Data Understanding Phase

The data understanding phase of CRISP-DM begins with the initial data collection, followed by a close examination to familiarize yourself with the data collected.  The goal here is to evaluate the quality of the data, identify potential problems, gain insights into the data, and potentially detect interesting subsets that may lead to actionable patterns. This step is critical in avoiding unexpected problems during the next phase–data preparation–which is typically the longest part of a project.  It is possible that this might also require going back to the previous phase if the problem posed isn’t clear enough.

Data Preparation Phase

As stated, the data preparation is the most time-consuming part of data mining, taking an estimated 50-70% of the required time and effort, and is also the most important.  It includes all the activities necessary to construct the final dataset out of the initial raw data collected in the previous phase, including case and variable selection, variable transformation, and data cleansing.

Modeling Phase

The modeling phase is where the hard work from the previous three phases begins to pay off.  Sometimes requiring multiple passes using several different models, the process usually begins using default parameters that will be fine-tuned over time.  It is also possible that, based on a models’ requirements, it will be necessary to loop back to the preparation phase to manipulate the data to fit a specific model better.

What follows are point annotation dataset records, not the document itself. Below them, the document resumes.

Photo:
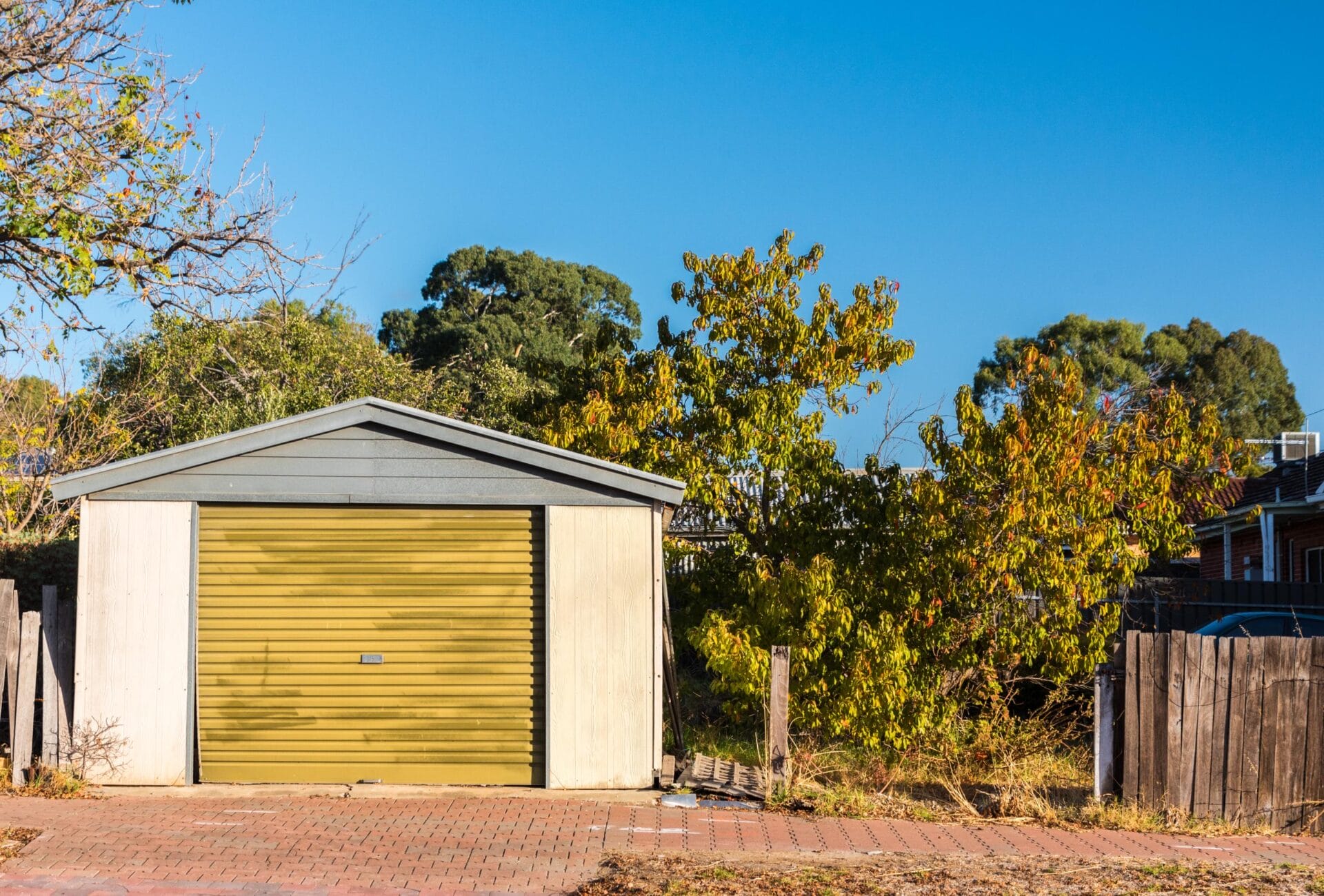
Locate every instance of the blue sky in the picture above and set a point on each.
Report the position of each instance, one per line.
(1008, 165)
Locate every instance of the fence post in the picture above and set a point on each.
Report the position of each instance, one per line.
(1105, 748)
(50, 699)
(10, 649)
(778, 727)
(68, 615)
(20, 752)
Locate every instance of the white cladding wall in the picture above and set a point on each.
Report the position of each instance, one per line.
(134, 633)
(603, 646)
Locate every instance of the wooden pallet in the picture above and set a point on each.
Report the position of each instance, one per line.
(709, 775)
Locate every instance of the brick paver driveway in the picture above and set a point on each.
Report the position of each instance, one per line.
(440, 845)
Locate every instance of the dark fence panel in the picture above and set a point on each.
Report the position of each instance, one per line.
(1187, 604)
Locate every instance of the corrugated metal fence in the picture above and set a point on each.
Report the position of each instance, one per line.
(1187, 604)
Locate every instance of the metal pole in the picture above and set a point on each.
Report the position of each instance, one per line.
(1103, 731)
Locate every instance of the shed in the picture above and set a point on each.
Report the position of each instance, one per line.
(370, 592)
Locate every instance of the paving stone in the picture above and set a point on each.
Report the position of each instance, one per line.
(139, 845)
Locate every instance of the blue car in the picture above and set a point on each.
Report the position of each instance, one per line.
(1250, 625)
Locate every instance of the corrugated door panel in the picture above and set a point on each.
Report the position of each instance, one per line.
(290, 598)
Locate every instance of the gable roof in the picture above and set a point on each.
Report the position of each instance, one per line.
(383, 414)
(1291, 483)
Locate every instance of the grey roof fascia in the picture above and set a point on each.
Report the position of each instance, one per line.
(368, 411)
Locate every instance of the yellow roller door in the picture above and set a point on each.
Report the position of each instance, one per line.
(296, 608)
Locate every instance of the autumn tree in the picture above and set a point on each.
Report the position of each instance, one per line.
(518, 332)
(735, 403)
(184, 379)
(1238, 374)
(106, 181)
(906, 597)
(996, 559)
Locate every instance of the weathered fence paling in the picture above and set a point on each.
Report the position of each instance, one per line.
(26, 707)
(10, 650)
(1225, 727)
(36, 649)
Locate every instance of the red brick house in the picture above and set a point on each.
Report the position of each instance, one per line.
(1285, 542)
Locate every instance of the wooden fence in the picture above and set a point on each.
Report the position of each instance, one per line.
(37, 680)
(1188, 604)
(1225, 727)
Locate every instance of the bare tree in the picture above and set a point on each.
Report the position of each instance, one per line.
(109, 187)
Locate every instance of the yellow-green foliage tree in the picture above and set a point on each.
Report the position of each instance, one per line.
(905, 597)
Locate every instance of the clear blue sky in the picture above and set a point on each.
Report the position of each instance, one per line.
(1008, 165)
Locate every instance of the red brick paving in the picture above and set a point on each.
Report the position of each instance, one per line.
(266, 845)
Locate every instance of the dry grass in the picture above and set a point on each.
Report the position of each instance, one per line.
(44, 781)
(14, 839)
(925, 875)
(1032, 769)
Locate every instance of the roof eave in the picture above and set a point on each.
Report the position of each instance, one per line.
(364, 411)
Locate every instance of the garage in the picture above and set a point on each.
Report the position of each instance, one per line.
(372, 593)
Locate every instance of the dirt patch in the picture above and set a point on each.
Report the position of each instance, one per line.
(14, 839)
(921, 875)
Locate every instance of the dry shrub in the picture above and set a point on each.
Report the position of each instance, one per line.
(97, 744)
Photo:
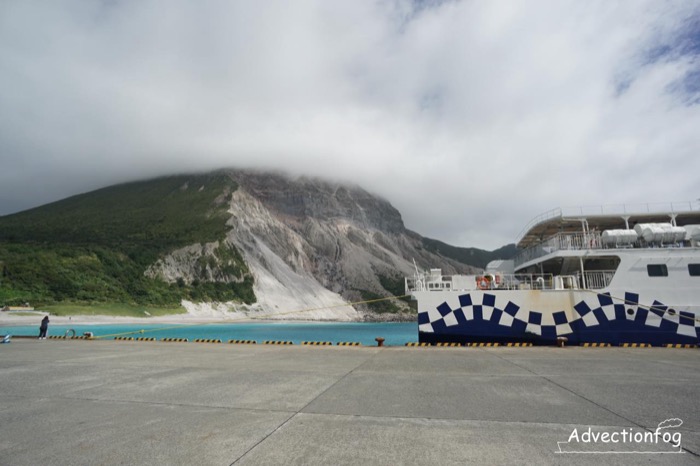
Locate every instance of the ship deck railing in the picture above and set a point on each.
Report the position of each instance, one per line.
(592, 280)
(579, 242)
(621, 210)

In the end, the results should begin to shed some light on the business or research problem posed during Business Understanding.

Evaluation Phase

Now that most of the data mining has been completed, the models that have been built need to be tested using the business success criteria established at the beginning of the project to ensure both their quality and effectiveness and that all critical business issues have been sufficiently considered.  Ultimately, one model should be chosen as the best choice to proceed with.

Deployment Phase

The deployment phase is where the new insights gained in the previous phase will be used to make changes within the organization.  In general, this includes two activities: planning and monitoring the deployment of a code representation of the model and any completion tasks, such as reports and project reviews.  The deployed code representation will be used to score or categorize new data as it arises that are then read into a data warehouse and to create a means for the use of that new data in the solution of the original business problem.